How human language originated (whether this had happened once or several times); how early language was structured and used; and how it diffused and diversified across the globe—these questions loomed large over the work of long-range comparative linguistics in the late-1980s and early-1990s. Through newspaper reports, public television programming, and interdisciplinary appropriations, they were formulated at the intersection of specialist and general concerns. Publicity was actively pursued by committed “long-rangers,” who found themselves marginalized in an academic world dominated by more circumspect goals.
Kaplan is a historian of science, and her site is worth a look if any of this interests you. More below the fold
At this point, I start writing like I know all this stuff, but much (most?) of it is stuff I've gotten from rereading and google searching. Some of it I knew before, other stuff I picked up, but it all goes in the blender and comes out like it's from me. Which it probably isn't.
Long range comparison was a pretty hot topic when I was in grad school. Joseph Greenberg's Language in the Americas had come out and a good explanation of the issues is here but the tldr is that Greenberg had published a similar book on the African languages a few decades earlier using the same techniques. The broad outlines of this ended up being largely correct. He then turned to Native American languages and published a similar book.
As the link points out, Greenberg's ideas were picked up by a lot of long rangers to the point where Greenberg was considered one of them, but I don't think he was, but the language that got thrown around was so purple that is was the enemy of my enemy is my friend. Merrit Ruhlen, the author of a book on language origins, was a student of Greenberg, though I never got the impression that Greenberg was fully behind many of the proposals by Ruhlen, though I may be wrong. But an excerpt from this review gives you a taste
I hoped that Ruhlen had benefited from criticisms of his work, but I was soon to be disappointed. His position apropos of Greenberg's work remains what it was seven years ago--it is depressingly clear that he has remembered much but has learned nothing, and while noting every criticism is impervious to what critics have said.
[...]
Neither Ruhlen nor Greenberg is an Americanist by training, and their data for Na-Dene and Amerind are quite unblemished by first-hand knowledge of the language...

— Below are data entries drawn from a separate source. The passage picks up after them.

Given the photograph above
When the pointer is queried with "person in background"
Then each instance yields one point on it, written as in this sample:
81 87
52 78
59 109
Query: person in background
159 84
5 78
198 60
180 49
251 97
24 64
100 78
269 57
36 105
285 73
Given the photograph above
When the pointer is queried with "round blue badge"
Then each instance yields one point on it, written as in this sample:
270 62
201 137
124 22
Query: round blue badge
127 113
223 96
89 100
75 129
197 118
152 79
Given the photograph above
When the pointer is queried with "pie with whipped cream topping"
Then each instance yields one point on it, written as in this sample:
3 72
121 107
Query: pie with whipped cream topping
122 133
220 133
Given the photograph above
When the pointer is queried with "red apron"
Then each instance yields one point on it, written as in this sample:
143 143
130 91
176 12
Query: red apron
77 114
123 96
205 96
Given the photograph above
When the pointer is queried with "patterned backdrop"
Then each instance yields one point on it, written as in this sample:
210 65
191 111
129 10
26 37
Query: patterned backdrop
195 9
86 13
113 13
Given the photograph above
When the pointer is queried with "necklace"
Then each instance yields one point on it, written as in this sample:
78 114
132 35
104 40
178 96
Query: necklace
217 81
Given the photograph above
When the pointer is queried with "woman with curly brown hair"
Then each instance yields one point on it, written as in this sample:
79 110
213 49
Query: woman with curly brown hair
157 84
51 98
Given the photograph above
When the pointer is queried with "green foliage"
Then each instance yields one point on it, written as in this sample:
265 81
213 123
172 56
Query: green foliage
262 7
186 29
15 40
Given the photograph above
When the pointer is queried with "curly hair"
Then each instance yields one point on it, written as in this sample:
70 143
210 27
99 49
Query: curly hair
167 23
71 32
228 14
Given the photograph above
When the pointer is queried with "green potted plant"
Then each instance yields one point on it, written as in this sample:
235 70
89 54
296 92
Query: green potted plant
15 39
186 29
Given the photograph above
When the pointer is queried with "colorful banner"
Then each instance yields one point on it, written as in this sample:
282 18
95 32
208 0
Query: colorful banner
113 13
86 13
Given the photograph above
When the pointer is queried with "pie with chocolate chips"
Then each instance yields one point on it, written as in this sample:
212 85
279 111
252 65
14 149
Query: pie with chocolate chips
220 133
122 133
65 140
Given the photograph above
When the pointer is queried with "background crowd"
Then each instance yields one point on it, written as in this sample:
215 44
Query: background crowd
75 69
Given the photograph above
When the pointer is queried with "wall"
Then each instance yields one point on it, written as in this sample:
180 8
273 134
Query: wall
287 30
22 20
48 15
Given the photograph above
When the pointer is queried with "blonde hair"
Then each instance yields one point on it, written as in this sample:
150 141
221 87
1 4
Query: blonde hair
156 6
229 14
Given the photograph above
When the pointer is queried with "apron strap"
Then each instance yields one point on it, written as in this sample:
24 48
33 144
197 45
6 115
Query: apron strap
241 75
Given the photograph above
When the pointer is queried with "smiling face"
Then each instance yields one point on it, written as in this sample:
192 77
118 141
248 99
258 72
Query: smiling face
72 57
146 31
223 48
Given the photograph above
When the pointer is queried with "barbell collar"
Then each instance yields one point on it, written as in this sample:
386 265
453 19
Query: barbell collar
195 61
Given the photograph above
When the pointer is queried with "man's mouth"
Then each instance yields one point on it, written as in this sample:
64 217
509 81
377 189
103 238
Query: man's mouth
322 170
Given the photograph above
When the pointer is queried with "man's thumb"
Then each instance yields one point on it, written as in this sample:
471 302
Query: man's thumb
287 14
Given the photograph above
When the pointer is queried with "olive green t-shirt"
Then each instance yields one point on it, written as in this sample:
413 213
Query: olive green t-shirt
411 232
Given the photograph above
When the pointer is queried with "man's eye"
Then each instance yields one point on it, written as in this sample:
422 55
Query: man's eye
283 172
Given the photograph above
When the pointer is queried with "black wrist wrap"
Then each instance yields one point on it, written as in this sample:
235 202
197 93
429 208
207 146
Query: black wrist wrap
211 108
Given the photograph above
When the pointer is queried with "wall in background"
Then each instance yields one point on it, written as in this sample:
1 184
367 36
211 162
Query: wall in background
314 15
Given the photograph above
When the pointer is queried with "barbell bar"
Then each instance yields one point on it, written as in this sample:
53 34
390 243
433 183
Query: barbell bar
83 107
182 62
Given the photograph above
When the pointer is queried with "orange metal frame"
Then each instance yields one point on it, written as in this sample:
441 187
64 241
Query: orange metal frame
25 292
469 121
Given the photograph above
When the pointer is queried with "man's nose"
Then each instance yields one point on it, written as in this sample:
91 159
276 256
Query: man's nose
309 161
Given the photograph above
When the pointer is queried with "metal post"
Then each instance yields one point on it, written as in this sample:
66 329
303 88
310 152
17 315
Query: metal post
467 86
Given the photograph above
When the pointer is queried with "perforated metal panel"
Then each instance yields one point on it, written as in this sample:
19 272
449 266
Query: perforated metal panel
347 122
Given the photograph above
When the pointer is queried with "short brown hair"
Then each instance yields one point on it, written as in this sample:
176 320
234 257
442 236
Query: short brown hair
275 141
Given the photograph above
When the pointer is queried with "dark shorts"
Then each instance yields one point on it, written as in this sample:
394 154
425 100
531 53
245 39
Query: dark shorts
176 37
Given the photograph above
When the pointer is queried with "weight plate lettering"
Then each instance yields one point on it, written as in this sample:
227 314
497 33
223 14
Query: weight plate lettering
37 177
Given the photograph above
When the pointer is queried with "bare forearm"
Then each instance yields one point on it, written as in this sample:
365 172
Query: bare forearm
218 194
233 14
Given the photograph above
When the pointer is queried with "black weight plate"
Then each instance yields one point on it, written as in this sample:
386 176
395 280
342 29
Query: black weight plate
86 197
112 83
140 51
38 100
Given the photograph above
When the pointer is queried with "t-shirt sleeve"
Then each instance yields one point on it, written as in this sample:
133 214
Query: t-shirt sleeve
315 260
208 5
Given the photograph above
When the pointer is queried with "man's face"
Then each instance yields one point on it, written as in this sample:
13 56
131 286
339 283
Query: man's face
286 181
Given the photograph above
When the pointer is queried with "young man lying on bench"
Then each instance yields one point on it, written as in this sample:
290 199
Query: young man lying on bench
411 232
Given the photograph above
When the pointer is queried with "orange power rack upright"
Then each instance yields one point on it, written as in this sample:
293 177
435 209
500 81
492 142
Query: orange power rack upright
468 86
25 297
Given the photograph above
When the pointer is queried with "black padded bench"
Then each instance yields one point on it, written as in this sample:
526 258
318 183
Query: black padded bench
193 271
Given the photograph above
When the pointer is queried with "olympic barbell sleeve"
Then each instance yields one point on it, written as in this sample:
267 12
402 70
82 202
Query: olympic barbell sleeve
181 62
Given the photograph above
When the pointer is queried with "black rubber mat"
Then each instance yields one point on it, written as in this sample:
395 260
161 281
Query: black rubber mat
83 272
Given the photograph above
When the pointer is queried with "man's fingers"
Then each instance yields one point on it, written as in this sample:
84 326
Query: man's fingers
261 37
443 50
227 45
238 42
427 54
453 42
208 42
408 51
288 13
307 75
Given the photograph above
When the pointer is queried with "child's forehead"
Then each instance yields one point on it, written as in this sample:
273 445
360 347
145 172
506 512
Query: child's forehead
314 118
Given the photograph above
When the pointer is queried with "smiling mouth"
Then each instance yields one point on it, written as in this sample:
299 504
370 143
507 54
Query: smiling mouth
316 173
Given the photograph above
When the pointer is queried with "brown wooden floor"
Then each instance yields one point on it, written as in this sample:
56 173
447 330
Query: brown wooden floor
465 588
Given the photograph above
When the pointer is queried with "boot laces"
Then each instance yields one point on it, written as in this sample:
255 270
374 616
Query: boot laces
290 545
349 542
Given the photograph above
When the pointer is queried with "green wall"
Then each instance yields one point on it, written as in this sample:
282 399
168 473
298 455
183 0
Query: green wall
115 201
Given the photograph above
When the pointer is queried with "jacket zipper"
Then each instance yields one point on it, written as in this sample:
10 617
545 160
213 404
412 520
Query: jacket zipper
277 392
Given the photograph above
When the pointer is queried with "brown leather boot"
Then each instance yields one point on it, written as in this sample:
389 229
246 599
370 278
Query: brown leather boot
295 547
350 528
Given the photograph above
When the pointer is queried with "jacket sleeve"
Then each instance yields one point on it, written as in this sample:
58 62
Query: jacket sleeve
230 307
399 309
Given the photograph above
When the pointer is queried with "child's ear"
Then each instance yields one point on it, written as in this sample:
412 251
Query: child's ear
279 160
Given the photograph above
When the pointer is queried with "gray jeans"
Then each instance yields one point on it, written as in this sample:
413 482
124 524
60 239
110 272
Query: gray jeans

Kaplan's research touches on some of this, but misses some other things that I think are interesting. DNA was in the air (the publication of The Bell Curve was 1994) and Language in the Americas landed at the same time as techniques into researching DNA were coming out. So it was natural that some DNA researchers began looking at proto-history tied this into the ideas of these long range comparisons. One researcher, Cavalli Sforza, was the name I remember, and he took a lot of the long ranger arguments and plugged them into his results and voila! we suddenly had irrefutable proof. Sort of. This article gets at the kind of claims that were made, Chomsky and Einstein are name-checked, and this conclusion is made
The major relevance of Cavalli Sforza’s legacy to historical linguistics lies precisely in his contributing a then neglected problem to the field,
and especially in anticipating methods and solutions well beyond what could be fully investigated through the linguistic tools available at the time
Them's fighting words! This paper is a interdisciplinary explanation of why Cavalli Sforza's work was, if nothing else, premature. A taste of that paper:
The phenogram presented by Cavalli-Sforza et al. ostensibly depicts relationships between lineages of human populations, using overall similarities derived from the quantification of selected genes. The probable prime replicators (individual genes) are used to assess the historical relationships of aggregates of the probable prime interactors (individual humans). The status assigned to the linguistic phyla is much more ambiguous. Cavalli-Sforza et al. present human populations and linguistic phyla as separate lists of entities that can be directly compared; our discussion of the correspondence of population clusters and linguistic phyla makes the same tacit assumption. However, in order to calculate a consistency index for their relationship, we treat the languages as dependent attributes of the populations, potentially capable of resolving their phylogenetic relationships.
There's a pattern here: an outsider comes in with information that is argued to shake up the field, people who were not in the mainstream grab on, using that information to argue for the relevancy of their ideas. Two different styles of discourse develop, one about fundamental changes and the other about fully regarding all the smaller details. A pie fight ensues.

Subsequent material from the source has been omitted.